Phase 1 scope: pilot OTel in vmafx-controller only. Wire the SDK, instrument the gRPC server with otelgrpc.NewServerHandler(), validate that traces flow to an OTel collector endpoint, and prove the sampling and configuration story before extending to vmafx-node, vmafx-server, vmafx-mcp, and vmafx-tune in subsequent PRs.

Decision

We will adopt the OpenTelemetry Go SDK for distributed traces and metrics across all VMAFX Go services, with a per-service opt-in rollout starting in vmafx-controller. We will export over OTLP to a user-deployed OpenTelemetry Collector (sidecar or DaemonSet in Kubernetes; standalone process on bare-metal dev hosts), which in turn fans out to whichever traces / metrics backend the operator prefers (Jaeger, Tempo, Honeycomb, Grafana Cloud, etc.). Existing log/slog structured logging and Prometheus /metrics endpoints are preserved unchanged — OTel is additive.

Defaults:

  • Traces: head-based sampler, 1 % sample rate (TraceIDRatioBased(0.01)), tunable via OTEL_TRACES_SAMPLER_ARG.
  • Metrics: always on (no sampling); periodic reader, 60 s export interval.
  • Endpoint: OTEL_EXPORTER_OTLP_ENDPOINT (default http://localhost:4318 for HTTP/protobuf, localhost:4317 for gRPC).
  • Service name: OTEL_SERVICE_NAME (defaults to the service binary name passed to InitOTel, e.g. vmafx-controller).
  • When the endpoint is unset, the SDK initialises with a no-op exporter so untyped deployments do not regress; a single slog.Info("otel: no endpoint configured, tracing disabled") line records the condition.

Slog bridge: Phase 1 does not ship the slog → OTel logs bridge. The bridge depends on modernization #3 (slog migration of remaining zap call sites under cmd/vmafx-controller/nodes/ and pkg/observability) landing first. Until then, log correlation happens via trace-id injection into slog records, which pkg/observability will add in Phase 2.

Alternatives considered

Option Pros Cons Why not chosen
OTel Collector (chosen) Vendor-neutral; one wire format (OTLP) for all backends; supports sampling, batching, retries, redaction at the collector; CNCF-graduated; Kubernetes-native (sidecar / DaemonSet); decouples app from backend choice. One extra hop; collector must be deployed and monitored. Chosen. The decoupling is the point — operators can swap Jaeger ↔ Tempo ↔ Honeycomb without touching the app.
Jaeger client (direct) Simpler one-hop topology; mature Go client. Jaeger client libraries are deprecated in favour of OTel (since 2023); single-backend lock-in; no metrics story. Deprecation alone disqualifies.
Grafana Tempo (direct) First-class Grafana integration. Same backend lock-in; no metrics story; Tempo prefers OTLP ingestion anyway. Strictly worse than OTLP-to-collector-to-Tempo.
Prometheus-only (status quo) Already deployed; zero new dependencies; well-understood. No distributed traces; no causal-chain debugging; cannot attribute fan-out latency. Insufficient for distributed-system debugging — the reason this ADR exists.
Hand-rolled trace headers Zero dependencies. Reinvents W3C traceparent, sampler semantics, exporter back-pressure, batching. Five-engineer-year project. Trivially worse than adopting the standard.
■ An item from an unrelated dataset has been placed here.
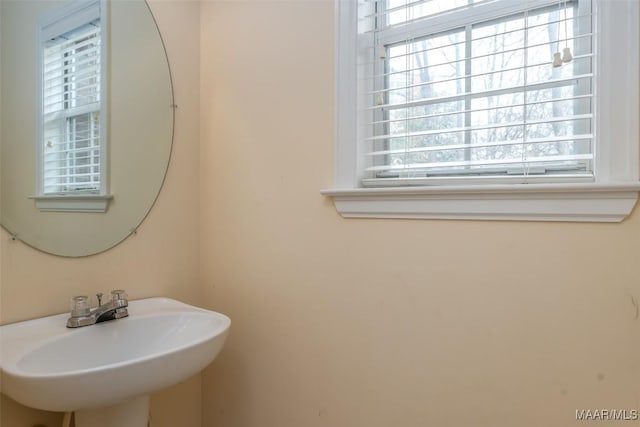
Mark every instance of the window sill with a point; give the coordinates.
(588, 202)
(73, 203)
Sampling rate (1 %): 10 % and 100 % alternatives were considered. 1 % keeps storage cost manageable at production fan-out (a single SubmitJob produces ~5 spans across controller + node) while preserving enough samples for p99 latency attribution. Operators can raise the rate via OTEL_TRACES_SAMPLER_ARG=0.10 for incident investigation without a redeploy.

Periodic-reader interval (60 s): matches the Prometheus scrape default the fork already uses; shorter intervals (10 s, 15 s) inflate collector load without improving the observable signal because the metrics are mostly request-counter cumulatives, not gauges.

Consequences

  • Positive:
  • Distributed traces across controller → node → scoring causal chains (full chain lands once Phase 2 wires the node).
  • Vendor-neutral export — operators pick the backend.
  • Existing Prometheus /metrics and slog JSON logs continue to work; Phase 1 is purely additive.
  • One reusable helper (pkg/observability.InitOTel) for every subsequent service.
  • Negative:
  • Two new direct dependencies (go.opentelemetry.io/otel family, otelgrpc); ~10 transitive (otlp exporters, propagators, sdk).
  • Operators who want traces must deploy and operate an OTel collector.
  • Phase 1 ships traces only on vmafx-controller; the cross-service causal chain is incomplete until vmafx-node and vmafx-server follow.
  • Neutral / follow-ups:
  • Phase 2 (separate ADRs / PRs): wire OTel in vmafx-node, vmafx-server, vmafx-mcp, vmafx-tune — one PR per service so rollback is per-service.
  • Phase 3: slog → OTel-logs bridge (depends on modernization #3 completing the zap → slog migration).
  • Phase 4: replace prometheus/client_golang instruments with OTel-metrics emitters when the OTel Prometheus exporter reaches stable maturity (today: Beta).
  • Update docs/development/observability.md operator guide as each service is wired.
  • Update docs/development/k8s-deployment.md with an example OTel collector DaemonSet manifest in Phase 2.

References

  • ADR-0703: vmafx-server Go gRPC + HTTP service (origin of pkg/observability).
  • ADR-0709: VMAFX Phase 4b distributed platform.
  • ADR-0711: vmafx-controller Phase 4b.1 scope.
  • ADR-0713: vmafx-node Phase 4b.1 scope (next target after Phase 1 stabilises).
  • OpenTelemetry Go SDK.
  • OTel Collector.
  • Source: req (paraphrased) — user direction to wire OpenTelemetry traces and metrics across all Go services, Phase 1 pilot in vmafx-controller, with an ADR for the project-wide plan.